The World Macedonian Congress (shortened as WMC or SMK; Светски македонски конгрес) is a Macedonian diaspora organization based in Skopje. Its aims are to represent the rights and interests of Macedonians domestically and internationally. It is seen as a nationalist or ultranationalist organization by researchers. The organization was registered during the fall of communism, on 15 September 1990 by Todor Petrov, who is also the president of the organization.

==History==
===Foundation and ideology===
The World Macedonian Congress was the second of the two international lobby organizations or World Macedonian Congresses established in the Republic of Macedonia (now North Macedonia) with the disintegration of former Yugoslavia.

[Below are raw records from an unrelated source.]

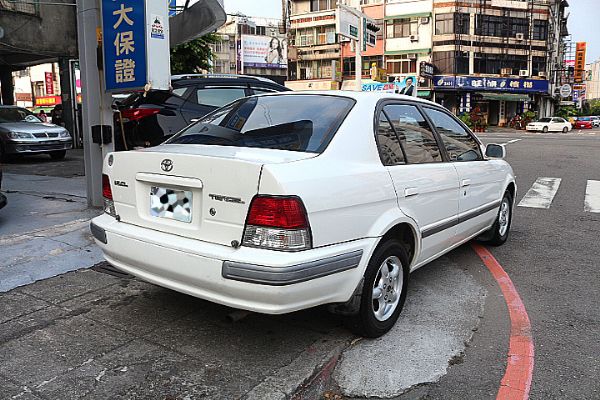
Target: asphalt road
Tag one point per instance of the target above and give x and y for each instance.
(551, 257)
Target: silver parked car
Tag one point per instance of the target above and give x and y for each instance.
(21, 132)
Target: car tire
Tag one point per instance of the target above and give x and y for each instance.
(498, 233)
(58, 155)
(387, 275)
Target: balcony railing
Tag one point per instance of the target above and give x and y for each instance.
(26, 7)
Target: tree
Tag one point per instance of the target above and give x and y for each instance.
(193, 56)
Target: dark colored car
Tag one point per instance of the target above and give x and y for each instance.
(148, 119)
(22, 133)
(2, 197)
(584, 123)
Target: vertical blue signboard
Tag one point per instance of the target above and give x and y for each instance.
(124, 44)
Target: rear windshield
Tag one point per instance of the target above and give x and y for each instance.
(285, 122)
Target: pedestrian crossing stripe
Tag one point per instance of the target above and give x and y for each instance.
(542, 193)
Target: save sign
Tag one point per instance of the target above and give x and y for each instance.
(124, 44)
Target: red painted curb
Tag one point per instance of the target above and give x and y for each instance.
(516, 382)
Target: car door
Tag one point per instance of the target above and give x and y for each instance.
(205, 99)
(480, 180)
(426, 185)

It was created as a rival to the first World Macedonian Congress (created by John Bitove, Sr., a Canadian-Macedonian businessman with the encouragement of the first president of the Republic of Macedonia, Kiro Gligorov) by the independent politician Todor Petrov and president of the Congress. Petrov claimed the Congress was created partly to replace the "Institute for the Macedonian Diaspora", which had been discredited through its past association with the Yugoslavian secret service.

The organization claims ideological descent from one offshoot of the Macedonian Secret Revolutionary Committee, founded by Georgi Kapchev in Geneva, which sent a call to convene an International Congress, to solve the Macedonian Question in January 1899. This idea is disputed by Bulgarian historians on the grounds that Kapchev was a Bulgarian journalist and lawyer.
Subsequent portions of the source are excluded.